Perhaps more importantly, he makes the observation that Johnson doesn’t want to go down in history as the 21st century version of Lord North (who was PM when America won its independence).
But neither will the present First Minister “call a “wildcat” or unauthorised referendum such as the one in Catalonia in 2017, but rather faced with a refusal of Holyroods’s request for a S30 Order will take “the UK government to the Supreme Court, claiming the right of self-determination.” McWhirter rejects this because in his view the Supreme Court made clear in the Miller case in 2017 that Westminster could not be overruled on constitutional matters. Eh, sorry Iain, but I dont think that is what they said. What they did say was to confirm – yet again! – that the House of Commons is sovereign. This does not explicitly rule out the possibility of Holyrood having their own referendum – for instance to test public opinion. Actually, the problem with a “wildcat” referendum is that Westminster is likely to say – even to a Yes majority – “oh that’s nice. Jolly good” and just ignore it. What do we do then?

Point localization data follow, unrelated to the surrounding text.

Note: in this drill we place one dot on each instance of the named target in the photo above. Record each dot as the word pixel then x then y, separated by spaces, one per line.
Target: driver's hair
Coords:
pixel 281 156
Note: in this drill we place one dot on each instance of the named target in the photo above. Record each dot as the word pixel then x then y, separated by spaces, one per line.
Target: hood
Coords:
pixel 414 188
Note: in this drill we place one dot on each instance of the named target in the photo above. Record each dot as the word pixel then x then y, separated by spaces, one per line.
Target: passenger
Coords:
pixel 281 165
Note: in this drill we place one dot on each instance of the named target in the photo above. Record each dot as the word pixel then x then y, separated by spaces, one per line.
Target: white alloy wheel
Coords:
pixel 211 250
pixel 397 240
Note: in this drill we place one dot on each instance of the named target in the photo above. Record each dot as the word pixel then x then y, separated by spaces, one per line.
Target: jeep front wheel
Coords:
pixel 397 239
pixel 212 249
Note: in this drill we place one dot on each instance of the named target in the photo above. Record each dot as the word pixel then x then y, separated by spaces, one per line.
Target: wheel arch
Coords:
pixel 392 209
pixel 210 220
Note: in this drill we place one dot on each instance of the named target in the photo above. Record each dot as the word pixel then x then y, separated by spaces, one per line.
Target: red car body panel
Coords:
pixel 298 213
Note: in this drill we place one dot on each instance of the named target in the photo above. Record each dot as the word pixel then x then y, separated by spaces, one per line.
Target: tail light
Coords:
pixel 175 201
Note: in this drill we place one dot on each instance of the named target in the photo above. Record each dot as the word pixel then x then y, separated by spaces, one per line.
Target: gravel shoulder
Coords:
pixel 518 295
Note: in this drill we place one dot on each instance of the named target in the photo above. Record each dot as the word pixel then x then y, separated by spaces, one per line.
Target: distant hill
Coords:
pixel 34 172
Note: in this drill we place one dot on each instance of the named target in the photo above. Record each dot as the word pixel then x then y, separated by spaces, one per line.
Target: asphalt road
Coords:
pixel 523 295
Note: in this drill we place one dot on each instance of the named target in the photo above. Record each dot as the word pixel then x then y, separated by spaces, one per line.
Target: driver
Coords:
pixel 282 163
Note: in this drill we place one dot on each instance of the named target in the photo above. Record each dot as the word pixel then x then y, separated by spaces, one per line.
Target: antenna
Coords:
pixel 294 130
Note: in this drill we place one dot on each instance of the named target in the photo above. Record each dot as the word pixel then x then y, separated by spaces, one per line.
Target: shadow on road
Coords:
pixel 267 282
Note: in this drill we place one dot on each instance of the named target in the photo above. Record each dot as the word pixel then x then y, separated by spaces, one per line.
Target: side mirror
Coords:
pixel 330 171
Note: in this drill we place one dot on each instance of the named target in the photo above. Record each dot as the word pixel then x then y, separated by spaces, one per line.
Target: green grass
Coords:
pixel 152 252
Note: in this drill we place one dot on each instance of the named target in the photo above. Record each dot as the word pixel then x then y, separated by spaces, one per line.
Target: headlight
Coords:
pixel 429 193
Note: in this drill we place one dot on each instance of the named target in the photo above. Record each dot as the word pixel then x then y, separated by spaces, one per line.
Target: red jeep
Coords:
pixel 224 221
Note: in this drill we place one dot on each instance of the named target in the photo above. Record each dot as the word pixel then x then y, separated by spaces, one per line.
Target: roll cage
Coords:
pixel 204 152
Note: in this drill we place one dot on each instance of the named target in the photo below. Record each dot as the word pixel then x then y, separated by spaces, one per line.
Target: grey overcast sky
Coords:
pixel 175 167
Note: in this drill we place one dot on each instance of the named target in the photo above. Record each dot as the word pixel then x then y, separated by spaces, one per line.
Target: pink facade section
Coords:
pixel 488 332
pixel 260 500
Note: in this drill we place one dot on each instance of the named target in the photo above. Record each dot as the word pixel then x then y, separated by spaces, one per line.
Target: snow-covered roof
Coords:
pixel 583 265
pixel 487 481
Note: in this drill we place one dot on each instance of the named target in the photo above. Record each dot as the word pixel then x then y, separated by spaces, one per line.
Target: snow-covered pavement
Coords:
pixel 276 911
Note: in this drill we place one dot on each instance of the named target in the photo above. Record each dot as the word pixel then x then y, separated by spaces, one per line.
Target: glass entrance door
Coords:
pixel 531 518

But let’s say we end up at the Supreme Court and let us also assume that the Scottish Government case is successful. I would hazard a guess that the first thing Westminster will do is to change the law so that referenda on any topic you care to name, can only be carried out if Westminster says it’s ok. Westminster is sovereign after all. An earlier example is what they did with Holyrood’s Continuity Bill in 2018/19 – if Scotland is doing something you don’t like then change the law.
So McWhirter works through the pretty obvious territory then pretty much condemns the whole independence project with little more than a wave of his hand. However, thinking it through a bit further demonstrates that we are between a rock and a hard place.
The hard place is Westminster which is not, or not easily, going to engage with the possibility of a legal referendum that they could quite easily lose (McWhirter also makes something of the possibility that we would make the same mistake as 2014, but of course forgets that this time we start off from somewhere around 50% support and not half that as we did last time).
The rock on which I rather fear we might perish is that with the present regime in Bute House, if there is no possibility of a “legal” (ie S30 referendum, or one endorsed by the Supreme Court) referendum then the will simply not go beyond this. Yet if Westminster keep saying No and we do nothing to respond, folk are going to get fed up and wander off, so we will lose that way instead.
Johnson saying No cannot be the end of the story. At worst it must be the “end of the beginning”.